Installed tile in kitchen on 1″ Mud floor base with thinset. Use non sanded grout small grout line 1/16? the grout is disapearing in some sections between the tiles and when you tap tile it sounds hollow. This started 6 months after installation. Today i refilled the missing spots and forced the grout to fill voids(hopefully). Do you know what causing this?

Reply

Roger

Hi Phil,

After six months over a mud bed it is likely that you just didn’t get the grout lines filled enough, causing grout ‘bridges’ where it looked like they were full, but had a hollow spot beneath. It’s easy to do with non-sanded grout. If they do it again, especially in the same places, then there is either movement or the tiles are not bonded correctly.

Reply

Steve

Mr. Elf,

This is my situation: I live in a condo in a house from the early 1900′s which has 2×8 floor joists that are 16 inches apart and span the distance of 13 feet. The subfloor itself is on two layers of 3/8 plywood (nailed together). There is underfloor heat beneath the subfloor (hot water). The floor was very out of level so my tiler primed the floor and put self level on it. He tiled on top of that, of course using thinset, and put sanded grout in between the tiles. He put matching caulk where the walls meet the floor. Now some of the grout has started cracking. My vanity is placed on top of the tile on his recommendation, it is not tiled in.

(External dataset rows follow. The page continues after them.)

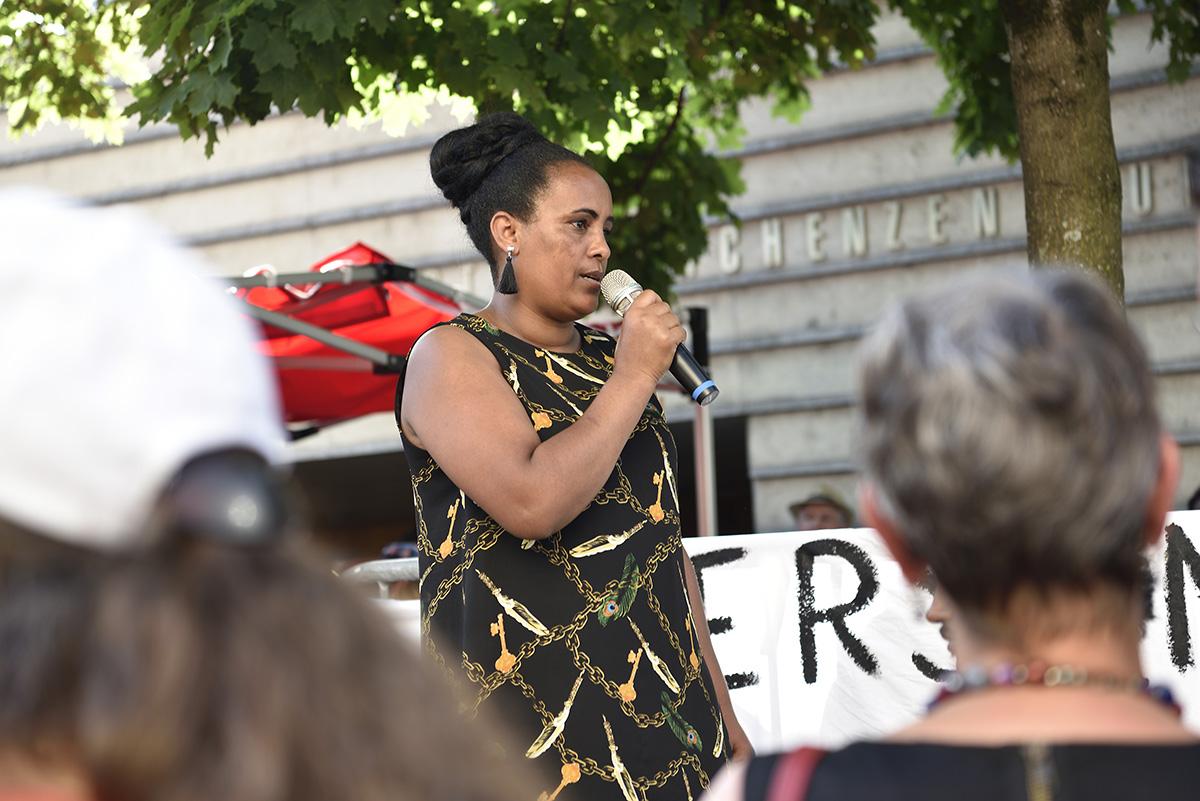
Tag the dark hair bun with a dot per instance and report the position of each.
(463, 158)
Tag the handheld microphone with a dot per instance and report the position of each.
(619, 290)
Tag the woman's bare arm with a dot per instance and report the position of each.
(460, 409)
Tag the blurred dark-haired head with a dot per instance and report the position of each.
(1011, 435)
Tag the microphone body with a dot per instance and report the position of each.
(619, 290)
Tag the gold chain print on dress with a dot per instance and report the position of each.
(567, 590)
(517, 610)
(655, 510)
(659, 666)
(447, 546)
(511, 375)
(570, 776)
(505, 661)
(627, 690)
(619, 772)
(666, 468)
(682, 729)
(550, 367)
(693, 660)
(556, 726)
(570, 368)
(605, 542)
(622, 597)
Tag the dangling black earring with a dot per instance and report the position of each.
(508, 284)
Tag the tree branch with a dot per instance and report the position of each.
(659, 146)
(562, 29)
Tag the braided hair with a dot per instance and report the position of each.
(501, 163)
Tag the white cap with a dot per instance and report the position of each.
(120, 360)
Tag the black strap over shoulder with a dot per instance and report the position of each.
(760, 771)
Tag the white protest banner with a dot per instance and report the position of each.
(823, 642)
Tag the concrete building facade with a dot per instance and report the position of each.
(862, 203)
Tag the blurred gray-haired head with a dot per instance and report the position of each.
(1009, 431)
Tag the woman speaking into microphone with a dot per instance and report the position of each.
(555, 585)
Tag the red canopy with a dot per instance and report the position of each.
(321, 384)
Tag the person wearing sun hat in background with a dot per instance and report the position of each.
(822, 510)
(166, 634)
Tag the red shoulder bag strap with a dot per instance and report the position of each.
(793, 771)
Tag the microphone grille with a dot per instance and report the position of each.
(617, 283)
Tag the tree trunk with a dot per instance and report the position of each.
(1060, 66)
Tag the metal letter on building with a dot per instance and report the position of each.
(853, 230)
(894, 211)
(815, 235)
(985, 206)
(936, 217)
(1141, 190)
(727, 256)
(772, 242)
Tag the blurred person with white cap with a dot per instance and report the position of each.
(166, 636)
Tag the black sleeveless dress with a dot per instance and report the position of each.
(580, 645)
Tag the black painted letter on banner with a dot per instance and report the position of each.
(1180, 552)
(868, 586)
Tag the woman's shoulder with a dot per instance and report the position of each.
(460, 341)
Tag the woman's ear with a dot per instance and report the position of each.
(505, 230)
(1164, 488)
(912, 567)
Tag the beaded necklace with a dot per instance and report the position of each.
(1038, 674)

The same tiler also tiled my neighbors condo beneath me in a similar manner. He has the same problem, but it’s very mild compared to mine. However, since he lives on the first floor he had the benefit of having sistering joists (added later), instead of single ones that I’m stuck with.

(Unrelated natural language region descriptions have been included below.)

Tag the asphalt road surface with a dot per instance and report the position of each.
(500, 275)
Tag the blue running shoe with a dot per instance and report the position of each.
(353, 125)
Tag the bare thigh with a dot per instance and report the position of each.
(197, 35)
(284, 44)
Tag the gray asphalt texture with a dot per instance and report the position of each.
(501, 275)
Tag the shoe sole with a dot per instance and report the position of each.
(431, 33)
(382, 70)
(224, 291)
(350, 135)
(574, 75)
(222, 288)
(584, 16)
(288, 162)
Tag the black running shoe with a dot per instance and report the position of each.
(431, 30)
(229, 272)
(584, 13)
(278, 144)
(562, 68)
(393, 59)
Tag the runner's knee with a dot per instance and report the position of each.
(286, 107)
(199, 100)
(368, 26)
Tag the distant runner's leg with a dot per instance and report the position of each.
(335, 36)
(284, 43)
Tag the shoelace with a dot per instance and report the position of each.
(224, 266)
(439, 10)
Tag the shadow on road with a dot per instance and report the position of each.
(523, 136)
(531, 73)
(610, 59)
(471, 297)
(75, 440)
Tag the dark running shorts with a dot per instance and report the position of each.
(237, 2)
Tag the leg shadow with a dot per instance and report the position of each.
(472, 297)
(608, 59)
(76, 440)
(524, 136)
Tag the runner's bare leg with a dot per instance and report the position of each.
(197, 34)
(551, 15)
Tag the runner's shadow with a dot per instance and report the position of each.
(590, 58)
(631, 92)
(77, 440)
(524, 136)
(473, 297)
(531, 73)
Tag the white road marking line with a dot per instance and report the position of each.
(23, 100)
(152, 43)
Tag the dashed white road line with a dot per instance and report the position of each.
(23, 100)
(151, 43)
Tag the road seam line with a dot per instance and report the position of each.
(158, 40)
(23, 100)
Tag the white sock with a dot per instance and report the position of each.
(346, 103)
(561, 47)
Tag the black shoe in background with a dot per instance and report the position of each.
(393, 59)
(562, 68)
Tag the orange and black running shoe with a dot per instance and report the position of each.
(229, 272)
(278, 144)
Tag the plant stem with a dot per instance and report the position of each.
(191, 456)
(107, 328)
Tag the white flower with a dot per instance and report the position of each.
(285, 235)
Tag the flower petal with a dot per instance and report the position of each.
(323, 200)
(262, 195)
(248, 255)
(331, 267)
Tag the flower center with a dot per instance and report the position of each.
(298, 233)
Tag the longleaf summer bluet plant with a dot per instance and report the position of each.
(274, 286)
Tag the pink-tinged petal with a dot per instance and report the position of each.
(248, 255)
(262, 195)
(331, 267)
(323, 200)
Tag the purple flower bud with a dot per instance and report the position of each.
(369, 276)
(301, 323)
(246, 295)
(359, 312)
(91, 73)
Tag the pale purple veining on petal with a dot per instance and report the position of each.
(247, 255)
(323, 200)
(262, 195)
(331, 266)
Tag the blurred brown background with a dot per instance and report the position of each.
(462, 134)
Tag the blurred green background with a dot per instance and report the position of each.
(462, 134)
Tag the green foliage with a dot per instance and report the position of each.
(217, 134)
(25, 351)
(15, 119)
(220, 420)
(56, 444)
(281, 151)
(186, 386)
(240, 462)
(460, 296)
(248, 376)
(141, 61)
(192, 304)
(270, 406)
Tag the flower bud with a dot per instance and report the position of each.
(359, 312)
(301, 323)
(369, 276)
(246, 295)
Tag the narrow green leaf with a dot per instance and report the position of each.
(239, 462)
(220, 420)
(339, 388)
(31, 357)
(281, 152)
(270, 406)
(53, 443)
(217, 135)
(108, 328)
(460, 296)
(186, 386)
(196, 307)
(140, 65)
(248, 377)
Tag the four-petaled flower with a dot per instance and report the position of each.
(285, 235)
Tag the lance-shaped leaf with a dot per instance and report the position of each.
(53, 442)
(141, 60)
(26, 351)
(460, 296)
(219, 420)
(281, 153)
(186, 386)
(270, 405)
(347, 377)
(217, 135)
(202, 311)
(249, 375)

So my question is: is the cracking of my tile caused to incorrectly tiling over the self-level, due to the poor joists (too much bounce), due to the heated subfloor or some other reason, and what can I do to correct this? I’ve read through this article many times, but I can’t trouble shoot the situation by myself.

Thanks.

Reply

Steve

Correcting a minor detail: the grout now has hairline cracks across 1/4 of the room, which is 8×9 ft in size. The tiles are not cracked. The installation was done a year ago. Some of the cracks appeared immediately (within a week), others took 2-3 months to appear. It seems that the situation is not getting worse, but I’m concerned that eventually my tiles will start cracking as well. I was hoping to keep this bathroom for decades to come.

Reply

Roger

Hi Steve,

It sounds as if your floor joist system is not supporting the tile. He should also have installed at least another layer of 1/2″ ply. It should be a minimum of 1 1/8″ ply even under slc. It’s hard to be certain from here, but I think it’s simply inadequate substrate preparation. The two 3/8″ layers of ply is actually weaker, although it’s 3/4″ thick, than one 1/2 layer of ply.

Reply

Alison

Hi Roger,
I had a new kitchen installed last February/March and the grout is cracking in several places across the kitchen floor. Is this most likely due to the thinset? I wanted to find out before contacting the people who installed it to make sure they were definitely liable!
Thanks.

Reply

Roger

Hi Alison,

It’s due to movement somewhere. I would need to know how your floor is constructed to even venture a guess as to what is causing it. I can say, however, that it is their fault.